“Hişt hişt!”
“İyi günler!” dedim; sahilde, belki de Sait Faik’in yıllar önce yaptığı gibi uzanıp denizi, kuşları, tekneleri, balıkçıları izleyip bir yandan da Havuz Başı‘nı okurken yanıma gelen amcaya. “Senin iyi günlerin olsun!” dedi bana, eski fırıncı, eski Kınalıadalı, kendi deyimiyle yeni (15 yıllık) Burgazadalı. Sokaklarında insandan çok hayvan bulunan, köpeklerinin kedi maması yediği, kargaların martılarla yemeğini paylaştığı, hüzünlü, aynı zamanda huzurlu, ferahlatan, her bir köşesi buram buram Sait Faik öyküsü kokan Burgazada…
Ne güzel bir dilekte bulunmuştu bana o amca ve sahi, ne iyi gelmişti orada olmak. Ne iyi gelmişti Sait Faik, kendini yok etme eşiğinde olan ruhuma. Canlanmaya ihtiyacım vardı; yaşadığımı hissetmeye, umudumu yeşertmeye, olanı kabul edip sakince, ağır ağır ilerlemeye, yine de sevmeye, sevebilmeye… İçimde bir keşfin sancısı vardı; değişmeye karar vermenin sancısı, korkusu. Değişmek zordu, hiç istememiştim o güne kadar.

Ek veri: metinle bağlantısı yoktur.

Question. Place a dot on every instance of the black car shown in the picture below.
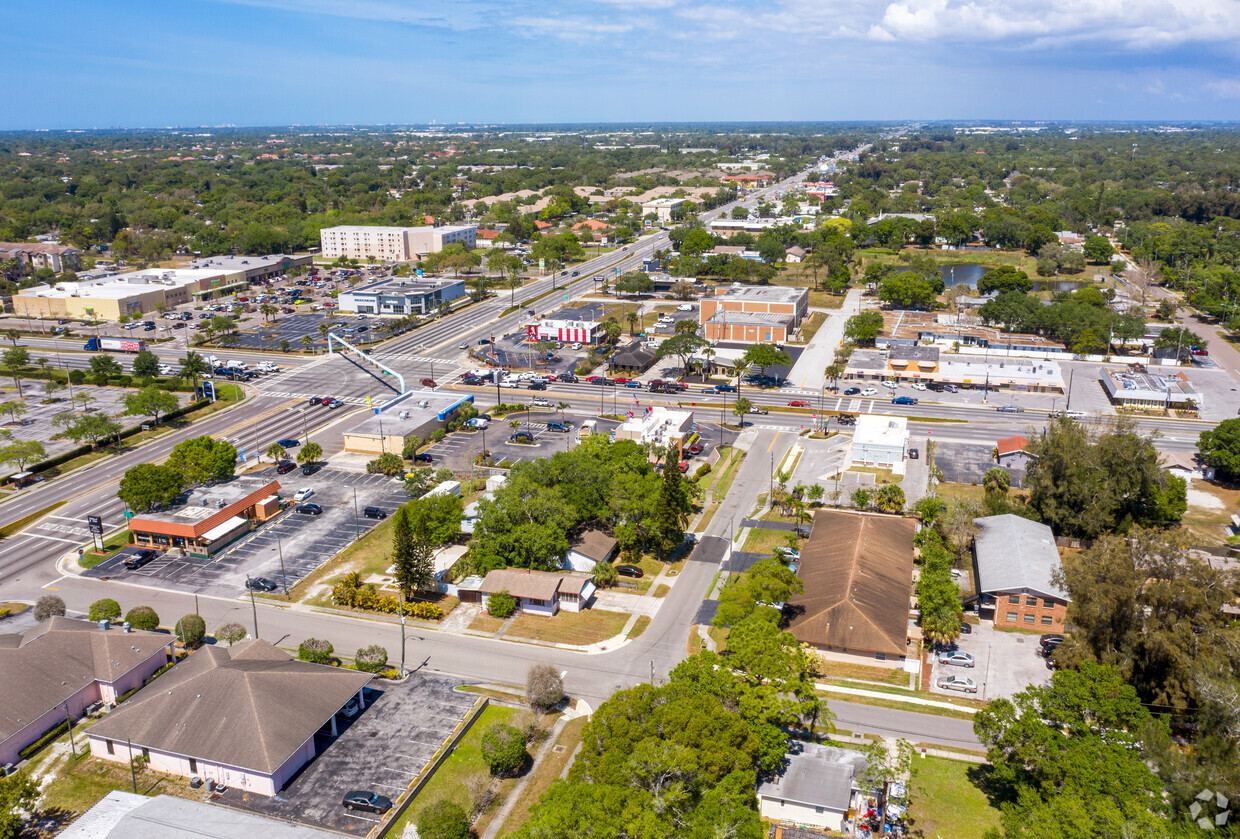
(139, 559)
(365, 799)
(259, 584)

Olmayanı oldurmaya çalışmak, olduramayınca yarım kaldı sanmak, defterleri kapatamamak, ümitvâr hâlimi hep yanlış kullanmak, boyumdan büyük hayal kırıklıkları içinde kaybolmak, haksızlığa uğradığını düşünmek, gözüme bir mercek takarak yaşananın güzel taraflarını büyütmek, olmayanı sorgulamak, anlamaya ve çözmeye çalışmak, bırakamamak ve kendini yok ederek inatlaşmak… Dahası; bunlarla var olduğunu hissetmek, hüzünden beslenmek, bitişin acısını yaşayıp tüketip devam edememek; çünkü bitirememek. İşte, bundan sonra böyle devam etmemeye karar vermek, kendini bildi bileli hayatı bu şekilde yorumlayan ve yaşayan ‘ben’ için o kadar zordu ki… Değişmek, bırakmayı ve devam etmeyi seçmek, her şeyi olduğu gibi kabul etmek, olmayanlar için oldurma mücadelesine girmeden sadece durmak ve beklemek, düşüncesi bile kabul edilemez şeylerdi bu bünye için. Hep övünürdüm zoru sevdiğimle. Ama artık değişmeli ve bir de kolay olanı denemeliydi. Yanlışta ısrar etmek, yarım kalmış hissetmek, sürekli hatırlamak, anlamlar yüklemek, canlı tutmaya çalışmak, ‘ben’i yok ediyordu ve günün sonunda kala kala şaşırmış, yorulmuş, kendine acıyan bir ‘ben’ kalıyordu.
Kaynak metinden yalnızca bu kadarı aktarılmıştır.